Ciemna sala, wydawała się jeszcze mniejsza, niż przypuszczał, że w rzeczywistości jest. Trzy, małe światła oświetlały niewielki korytarz, po którym co chwila ktoś się przechadzał. Okrągły, metalowy zegar wskazywał równą dwudziestą drugą, więc Harry był nieco zdziwiony, że ktokolwiek jeszcze tam jest. Rozejrzał się ponownie po pomieszczeniu, lokalizując mały, czerwony przycisk na pilocie i niewiele myśląc nacisnął go. W ciągu zaledwie chwili w jego pokoju zjawiła się pielęgniarka. Weszła ostrożnie, zapalając małą lampkę przy jego łóżku.
- Dzień dobry. W końcu się pan obudził - oświadczyła uprzejmie. Była młoda, miała może góra dwadzieścia cztery lata. Sam Styles miał okrągłe dwadzieścia sześć, więc poczuł się pewniej, przy boku kogoś z jego przedziału wiekowego.
- Boli mnie, mogę coś dostać? - zapytał od razu, unosząc głowę. Czuł intensywne pulsowanie w udzie, a ból sam w sobie był również dość intensywny. Nie odczuwał swojej nogi od kolana w dół, lecz postanowił dać jej czas, nie chcąc na razie mówić o tym pielęgniarce.
- Zaraz zawołam lekarza, a czy oprócz nogi, coś panu dokucza? - dziewczyna zaczęła dopytywać, notując coś w małym, brokatowym zeszyciku.

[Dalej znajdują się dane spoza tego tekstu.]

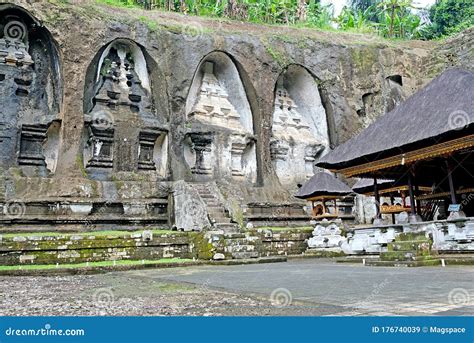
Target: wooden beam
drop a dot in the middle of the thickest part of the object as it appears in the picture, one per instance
(409, 157)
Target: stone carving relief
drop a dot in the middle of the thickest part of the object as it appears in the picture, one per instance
(29, 93)
(123, 133)
(300, 131)
(221, 142)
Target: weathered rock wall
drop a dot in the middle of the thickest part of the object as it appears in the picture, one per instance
(47, 249)
(358, 78)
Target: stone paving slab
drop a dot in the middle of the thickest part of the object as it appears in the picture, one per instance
(354, 289)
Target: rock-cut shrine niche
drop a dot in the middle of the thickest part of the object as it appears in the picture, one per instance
(220, 138)
(300, 128)
(123, 132)
(30, 94)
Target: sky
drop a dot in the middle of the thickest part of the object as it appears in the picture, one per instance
(339, 4)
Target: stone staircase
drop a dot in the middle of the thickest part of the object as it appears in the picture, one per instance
(218, 215)
(408, 250)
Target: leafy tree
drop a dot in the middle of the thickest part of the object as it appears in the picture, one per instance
(448, 17)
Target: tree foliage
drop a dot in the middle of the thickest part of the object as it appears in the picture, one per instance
(389, 18)
(448, 17)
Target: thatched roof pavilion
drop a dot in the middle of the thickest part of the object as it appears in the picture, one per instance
(321, 188)
(428, 138)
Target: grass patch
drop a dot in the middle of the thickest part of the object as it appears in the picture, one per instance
(120, 3)
(95, 264)
(92, 233)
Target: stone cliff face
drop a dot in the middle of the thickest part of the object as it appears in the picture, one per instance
(137, 100)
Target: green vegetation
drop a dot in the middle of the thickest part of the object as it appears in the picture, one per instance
(449, 17)
(96, 264)
(284, 228)
(389, 18)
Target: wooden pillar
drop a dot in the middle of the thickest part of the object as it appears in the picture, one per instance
(392, 201)
(377, 199)
(417, 193)
(452, 190)
(412, 193)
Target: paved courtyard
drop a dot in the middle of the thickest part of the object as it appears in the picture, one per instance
(297, 287)
(341, 289)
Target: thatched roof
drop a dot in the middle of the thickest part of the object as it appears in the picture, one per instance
(364, 186)
(444, 106)
(323, 184)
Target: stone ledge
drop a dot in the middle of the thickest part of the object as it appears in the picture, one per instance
(96, 270)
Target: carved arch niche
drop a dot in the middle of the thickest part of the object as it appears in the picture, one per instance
(220, 138)
(124, 132)
(30, 93)
(300, 131)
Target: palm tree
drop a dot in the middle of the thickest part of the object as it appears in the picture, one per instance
(395, 10)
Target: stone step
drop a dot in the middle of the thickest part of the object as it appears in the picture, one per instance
(221, 220)
(423, 245)
(229, 227)
(404, 256)
(207, 196)
(218, 211)
(236, 242)
(234, 235)
(212, 203)
(244, 255)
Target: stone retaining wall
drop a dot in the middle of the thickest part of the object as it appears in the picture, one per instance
(91, 248)
(17, 250)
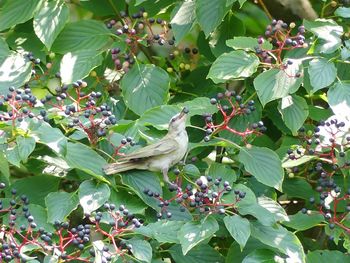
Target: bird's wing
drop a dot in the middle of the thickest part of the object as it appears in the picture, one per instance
(163, 146)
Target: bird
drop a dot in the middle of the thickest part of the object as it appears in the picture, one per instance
(159, 156)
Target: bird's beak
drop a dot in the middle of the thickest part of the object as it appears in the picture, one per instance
(183, 112)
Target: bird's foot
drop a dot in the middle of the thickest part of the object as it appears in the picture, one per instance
(173, 187)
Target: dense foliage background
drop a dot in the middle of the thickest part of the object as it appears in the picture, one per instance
(266, 178)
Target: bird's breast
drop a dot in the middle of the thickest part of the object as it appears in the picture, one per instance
(167, 160)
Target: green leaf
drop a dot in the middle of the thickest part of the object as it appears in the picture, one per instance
(51, 137)
(134, 205)
(328, 32)
(239, 228)
(141, 249)
(60, 205)
(37, 187)
(276, 210)
(92, 196)
(294, 111)
(17, 12)
(326, 256)
(26, 146)
(193, 233)
(301, 222)
(264, 164)
(4, 166)
(225, 172)
(12, 155)
(303, 159)
(298, 187)
(274, 83)
(210, 14)
(261, 256)
(247, 43)
(84, 158)
(343, 12)
(162, 231)
(241, 2)
(339, 98)
(280, 238)
(4, 49)
(40, 218)
(192, 171)
(15, 71)
(159, 117)
(78, 64)
(183, 19)
(146, 83)
(199, 254)
(49, 21)
(139, 181)
(322, 73)
(230, 27)
(80, 35)
(233, 65)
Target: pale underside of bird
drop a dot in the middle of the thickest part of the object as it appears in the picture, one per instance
(159, 156)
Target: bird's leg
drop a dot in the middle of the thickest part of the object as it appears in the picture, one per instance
(166, 179)
(165, 175)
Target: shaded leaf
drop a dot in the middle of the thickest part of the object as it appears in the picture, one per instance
(49, 21)
(92, 196)
(60, 205)
(193, 233)
(210, 14)
(146, 83)
(322, 73)
(280, 238)
(78, 64)
(233, 65)
(264, 164)
(183, 19)
(17, 11)
(239, 228)
(80, 35)
(199, 254)
(294, 111)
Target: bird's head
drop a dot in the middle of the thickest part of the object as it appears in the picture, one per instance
(178, 122)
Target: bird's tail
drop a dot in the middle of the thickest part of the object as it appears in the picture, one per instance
(114, 168)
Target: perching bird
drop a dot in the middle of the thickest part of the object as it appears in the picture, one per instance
(159, 156)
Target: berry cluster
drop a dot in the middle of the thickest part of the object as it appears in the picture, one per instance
(204, 197)
(327, 143)
(80, 109)
(19, 104)
(70, 244)
(279, 34)
(231, 105)
(136, 30)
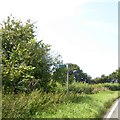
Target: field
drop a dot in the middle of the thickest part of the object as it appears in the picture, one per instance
(83, 101)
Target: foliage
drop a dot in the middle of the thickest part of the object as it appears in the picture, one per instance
(39, 104)
(111, 78)
(26, 63)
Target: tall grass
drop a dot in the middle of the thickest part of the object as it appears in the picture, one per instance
(37, 103)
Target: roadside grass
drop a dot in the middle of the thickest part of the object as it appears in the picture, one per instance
(84, 106)
(83, 101)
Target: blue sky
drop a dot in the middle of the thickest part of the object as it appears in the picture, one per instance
(84, 32)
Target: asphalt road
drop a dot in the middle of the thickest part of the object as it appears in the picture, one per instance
(114, 111)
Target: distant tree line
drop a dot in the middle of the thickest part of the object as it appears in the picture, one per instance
(111, 78)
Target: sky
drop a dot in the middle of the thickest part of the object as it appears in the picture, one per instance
(83, 32)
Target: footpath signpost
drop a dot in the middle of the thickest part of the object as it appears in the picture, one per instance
(67, 82)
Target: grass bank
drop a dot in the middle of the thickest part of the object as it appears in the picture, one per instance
(83, 101)
(82, 106)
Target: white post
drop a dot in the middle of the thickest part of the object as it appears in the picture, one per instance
(67, 79)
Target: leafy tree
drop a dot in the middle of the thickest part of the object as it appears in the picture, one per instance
(25, 62)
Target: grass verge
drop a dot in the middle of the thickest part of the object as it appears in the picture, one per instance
(82, 106)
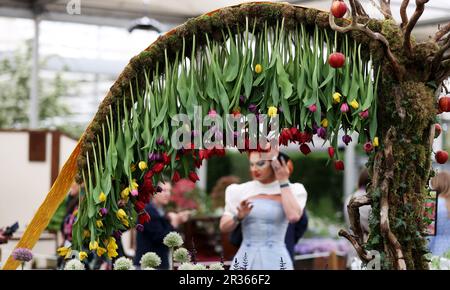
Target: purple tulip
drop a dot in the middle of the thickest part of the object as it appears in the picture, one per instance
(346, 139)
(322, 132)
(117, 235)
(364, 114)
(344, 108)
(103, 211)
(160, 141)
(253, 108)
(312, 108)
(242, 99)
(139, 228)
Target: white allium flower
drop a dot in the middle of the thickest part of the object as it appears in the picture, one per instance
(186, 266)
(123, 263)
(150, 260)
(216, 266)
(74, 264)
(199, 267)
(181, 255)
(173, 240)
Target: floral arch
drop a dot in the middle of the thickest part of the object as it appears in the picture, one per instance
(318, 72)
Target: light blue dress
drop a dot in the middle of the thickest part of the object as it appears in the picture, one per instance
(440, 243)
(263, 246)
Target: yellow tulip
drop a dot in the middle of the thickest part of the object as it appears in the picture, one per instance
(121, 214)
(258, 68)
(99, 224)
(102, 197)
(336, 98)
(93, 245)
(82, 256)
(63, 251)
(354, 104)
(142, 165)
(125, 192)
(375, 142)
(272, 112)
(100, 251)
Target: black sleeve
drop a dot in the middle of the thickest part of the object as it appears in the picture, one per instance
(158, 226)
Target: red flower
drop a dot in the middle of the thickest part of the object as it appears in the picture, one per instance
(285, 137)
(158, 167)
(368, 147)
(339, 165)
(331, 152)
(193, 176)
(166, 158)
(176, 177)
(305, 149)
(139, 206)
(144, 218)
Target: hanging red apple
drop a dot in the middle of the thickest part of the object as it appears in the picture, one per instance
(338, 9)
(336, 60)
(444, 104)
(437, 130)
(441, 157)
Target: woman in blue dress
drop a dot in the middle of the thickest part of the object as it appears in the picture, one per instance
(264, 206)
(440, 243)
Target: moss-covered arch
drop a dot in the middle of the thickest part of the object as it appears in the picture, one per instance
(130, 84)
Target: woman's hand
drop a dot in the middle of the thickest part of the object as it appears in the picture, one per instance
(281, 170)
(244, 209)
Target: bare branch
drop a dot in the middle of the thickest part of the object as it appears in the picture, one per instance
(374, 35)
(403, 13)
(386, 16)
(354, 216)
(420, 7)
(385, 6)
(359, 249)
(442, 32)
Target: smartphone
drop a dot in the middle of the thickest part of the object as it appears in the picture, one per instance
(11, 229)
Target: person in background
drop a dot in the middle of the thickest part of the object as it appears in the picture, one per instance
(160, 224)
(440, 243)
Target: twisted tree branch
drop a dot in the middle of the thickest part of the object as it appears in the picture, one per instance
(403, 13)
(442, 32)
(374, 35)
(363, 255)
(354, 216)
(392, 243)
(385, 6)
(420, 7)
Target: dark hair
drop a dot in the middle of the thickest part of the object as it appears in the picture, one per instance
(363, 178)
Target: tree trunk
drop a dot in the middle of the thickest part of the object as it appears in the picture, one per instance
(400, 172)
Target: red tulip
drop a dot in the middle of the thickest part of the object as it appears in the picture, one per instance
(144, 218)
(176, 177)
(305, 149)
(336, 60)
(331, 152)
(139, 206)
(437, 130)
(441, 157)
(158, 167)
(339, 165)
(193, 176)
(338, 9)
(444, 104)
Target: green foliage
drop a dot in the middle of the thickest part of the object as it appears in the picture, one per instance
(15, 77)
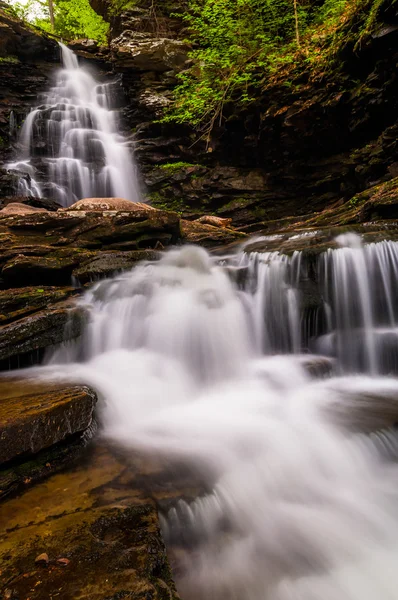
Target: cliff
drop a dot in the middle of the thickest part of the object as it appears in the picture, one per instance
(305, 144)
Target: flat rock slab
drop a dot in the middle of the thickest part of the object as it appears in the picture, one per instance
(42, 329)
(37, 416)
(99, 530)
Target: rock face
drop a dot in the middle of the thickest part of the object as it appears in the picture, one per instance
(297, 150)
(43, 427)
(96, 238)
(99, 530)
(41, 418)
(105, 204)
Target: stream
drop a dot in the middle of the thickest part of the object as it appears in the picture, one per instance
(270, 379)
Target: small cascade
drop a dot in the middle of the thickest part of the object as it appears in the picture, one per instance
(359, 285)
(70, 147)
(200, 360)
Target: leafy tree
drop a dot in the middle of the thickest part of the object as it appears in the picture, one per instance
(240, 45)
(66, 18)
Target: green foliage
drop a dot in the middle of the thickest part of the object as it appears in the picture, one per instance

- Boli mnie wszystko, ale noga najbardziej. - Harry zacisnął z bólu zęby, opuszczając głowę na poduszkę.
- Po amputacji może występować ból, nawet do paru tygodni, a w niektórych przypadkach nawet… - dziewczyna zaczęła ostrożnie. Zaprzestała notowania i skrzyżowała swój wzrok z tym Harrego.
- Amputacji?! Jakiej kurwa amputacji?! - zielonooki wrzasnął gwałtownie, przez co przerażona dziewczyna odskoczyła na bok.
- To pan nic nie wie? Tak mi przykro - skarciła się w myślach. Była przekonana, że takie wieści przekazywane są na samym początku, po przebudzeniu. Nie widziała, że pierwsze przebudzenie Styles'a skupisko się jedynie na uśmierzaniu bólu.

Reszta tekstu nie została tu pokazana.